I am a white woman.
I married a black man.
Marriage is hard enough when two people of similar backgrounds and experiences unite. However, our marriage is an example of what’s possible between two people with opposite backgrounds unite through work, intention and love. I don’t look for anything easy in any other area of my life so why would marriage be any different. It's hard, but why does it work! We are a team--a team of three--me, him and God!
Let the games begin!
Me: “You should mean what you say!”
Him: “What you say doesn’t matter, it's what you do!”
Him: “You will never understand life in my skin.”
Me: “But I can be your biggest advocate for what you do go through.”
The required exercise for this game of marriage is a sacrificial type of love.
Sweat. Tears. Pain……>….…>……>….Growth. Strength. Victories.
We are a team!
God called us together, and it will be a team effort to make “this” work!
This relationship, these two completely different stories, brought together to do good! Will it be easy, no way, no how. Will it be worth it? Yes!
NOW….Is it really any different than the problems we face in our world? For example, the church - the people within the church - its a team effort. We are different stories, different lives, uniting to do good, for good.
Will it be easy, no way, no how, but will it be worth it?
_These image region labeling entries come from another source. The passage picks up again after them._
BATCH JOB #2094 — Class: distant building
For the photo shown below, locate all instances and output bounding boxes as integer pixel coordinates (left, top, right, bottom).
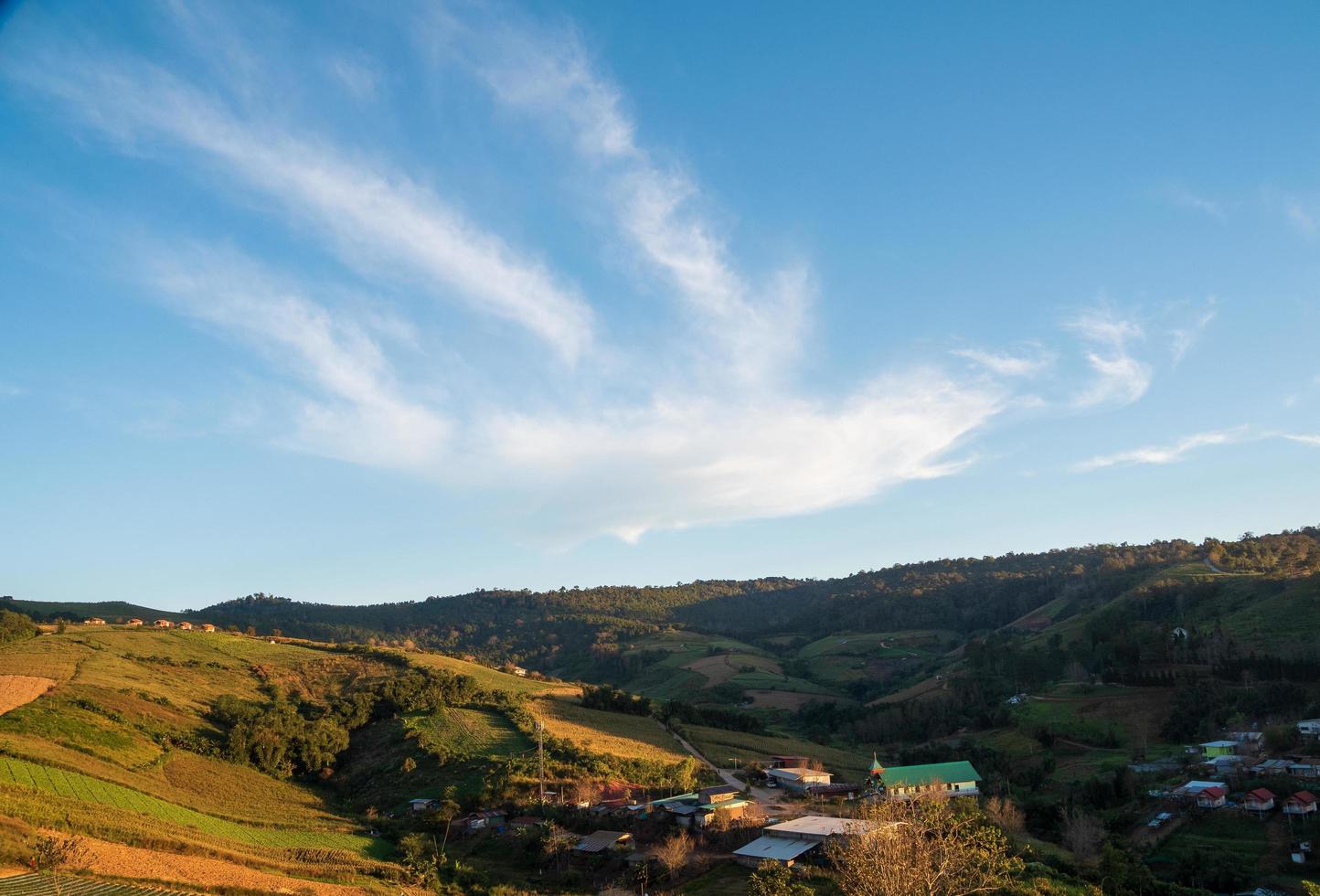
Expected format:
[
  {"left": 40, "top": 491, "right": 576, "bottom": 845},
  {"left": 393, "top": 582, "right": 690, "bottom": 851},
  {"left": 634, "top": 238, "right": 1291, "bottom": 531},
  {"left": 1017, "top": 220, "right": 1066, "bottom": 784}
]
[
  {"left": 1283, "top": 791, "right": 1316, "bottom": 816},
  {"left": 1242, "top": 786, "right": 1273, "bottom": 812},
  {"left": 879, "top": 762, "right": 981, "bottom": 798},
  {"left": 569, "top": 830, "right": 633, "bottom": 860},
  {"left": 766, "top": 765, "right": 835, "bottom": 792}
]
Yes! Why then do we stop the minute things get hard?
We start having hard conversations about what our brothers and sisters are facing outside the four walls of our safe church buildings. We experience a little bit of conflict and begin justifying an easier strategy. Someone is offended and quits. Someone gets uncomfortable and decides it isn’t the right “fit”.
In my marriage, we take on the experiences of the other person. We are invested in their experiences, their trials, their struggle as well as their victories and transformations! When seeking to understand the other person, at that time it is NOT about ME! Our marriage works because we work. Under one roof, the church is meant to be a team. A team called to a sacrificial love of one another and to the world.
I not only met my husband playing basketball, but I grew up on a team playing in basketball games and tournaments since I was four years old. We trained together, we felt each other’s pain, and we needed to be on one accord to win. That meant leveraging what you had for the team. It meant working hard for a collective mission. When doing those suicide sprints, or squats, we remembered, winning won’t be easy, but it will be worth it. So we kept pushing.
The biggest team I have been part of is the Church. I ask myself, “How bad do we want to win….win for Jesus, win for each other, win for the brokenness in our community, win for reconciliation?” Do we want it bad enough to push past comfort into a sacrificial type of love. Can we collectively say, “It won’t be easy, but it will be worth it. I will work hard, get sweaty, and get uncomfortable for someone else.”
This is the ONLY way unity will work.
So back to my marriage, God tells us in His word, “Husbands, love your wives, as Christ loved the church and gave himself up for her, (Ephesians 5:25)
Christ sacrificed for the team, so as people created in His image, we should then sacrifice for the team!
Not just your friends or those that look like you or those you can relate to…..sacrifice is required for all the needs on the team to have victory--and victory is unity in Christ Jesus!
Will it be easy, definitely not! Worth it? YES!